Three Questions to Explore to Build a Data-Driven In-plant in 2020
The last quarter of 2019 is a busy one! There are deadlines, holidays, and a general push to close out activities before the end of the year. This quarter is also a perfect time to begin planning your 2020 initiatives.
This quarter I offer three questions about data to explore for your in-plant to plan for 2020. We'll visit each of these in-depth throughout the year to help keep you on track.
Keypoint Intelligence – InfoTrends sees data as a critical part of the printing industry's future, so here are three questions to contemplate now before we dig into the specifics of our "Data-driven In-plant" tips series for 2020.
Questions about Your Data to Explore for 2020
- What information is critical to the success of your in-plant?
There are hundreds of decisions made in an in-plant on any given day. Many of those decisions, such as ordering paper, are effortless because an established procedure is being followed. Other decisions, such as adding new equipment, require more examination and diligence. Then there are critical business decisions to support customers and enable growth, such as evaluating new services to add. All these decisions can and should be influenced and based on factual information – data.
- Broadly speaking, there are two major types of data in any print shop: financial and operational data. To use a car analogy, the financial data is equivalent to having the resources to put gas in the car, whereas the operational data allows us to control the speed and direction of where the car is headed.
Each in-plant will have different organizational goals to meet which will influence what financial and operational data are important to collect, measure, and evaluate. Whether the in-plant is set up for profit, cost recovery, or chargebacks to the organization will also influence what key performance indicators (KPIs) are relevant. For instance, profitability would be an important financial measure in for-profit in-plants but of little interest to those set up for only cost recovery. Similarly, an operational measure of administrative costs per order may not be the most important KPI to an in-plant based on cost recovery.
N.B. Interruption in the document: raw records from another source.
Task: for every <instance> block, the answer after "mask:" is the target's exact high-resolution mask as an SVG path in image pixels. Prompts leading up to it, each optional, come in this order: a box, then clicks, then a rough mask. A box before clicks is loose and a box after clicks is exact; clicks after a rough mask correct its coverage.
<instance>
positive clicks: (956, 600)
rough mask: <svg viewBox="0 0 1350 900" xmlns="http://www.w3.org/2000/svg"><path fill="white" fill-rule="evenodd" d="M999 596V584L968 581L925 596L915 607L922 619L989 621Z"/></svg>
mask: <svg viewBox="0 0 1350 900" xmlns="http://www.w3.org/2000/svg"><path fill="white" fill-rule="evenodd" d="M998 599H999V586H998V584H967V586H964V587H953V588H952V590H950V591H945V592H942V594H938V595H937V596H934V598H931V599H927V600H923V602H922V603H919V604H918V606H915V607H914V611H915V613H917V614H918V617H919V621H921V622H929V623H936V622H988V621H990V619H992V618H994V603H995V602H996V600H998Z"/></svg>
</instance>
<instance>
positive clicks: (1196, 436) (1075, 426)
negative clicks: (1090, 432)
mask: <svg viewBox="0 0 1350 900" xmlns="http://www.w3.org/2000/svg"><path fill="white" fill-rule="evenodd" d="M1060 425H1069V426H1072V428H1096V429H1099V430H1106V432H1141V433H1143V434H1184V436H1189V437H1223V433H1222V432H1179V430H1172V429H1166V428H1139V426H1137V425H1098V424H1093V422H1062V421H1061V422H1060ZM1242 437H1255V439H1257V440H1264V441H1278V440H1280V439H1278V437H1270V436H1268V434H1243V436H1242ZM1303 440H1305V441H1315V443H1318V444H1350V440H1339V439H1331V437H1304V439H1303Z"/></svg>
Take Action: Make a list of financial and operational KPIs used and verify their usefulness for your in-plant today.
- How are you collecting critical business information?
There is a well-established mantra in business circles stating, "you cannot manage what you cannot measure." In fact, without any data collection (the measuring) there are no key performance indicators to guide business decisions. It is important to remember that the type of data to collect is determined by the financial or operational metric that is important to the business. Data collection without a purpose is just time-consuming busy work.
The frequency, or how often someone needs to review the data, is another critical consideration. Financial information is typically viewed historically or after-the-fact on a monthly or quarterly basis. However, operational information may need to be viewed in real-time so quick adjustments can be made in production.
Data can be collected manually or automatically depending upon your software, equipment, and staffing mix. Increasingly, data is being provided by Internet-connected equipment via the Industrial Internet of Things (IIoT) which takes the burden off the operator and also increases the level of accuracy.
- Are you able to access and understand critical business information to take action?
Just as collecting the wrong data is a waste of time, so too is collecting the right data but not being able to put it into action. As the accessibility and volume of data increases, the challenge is shifting toward identifying the important versus unnecessary information and presenting it in a digestible manner based on each user's needs.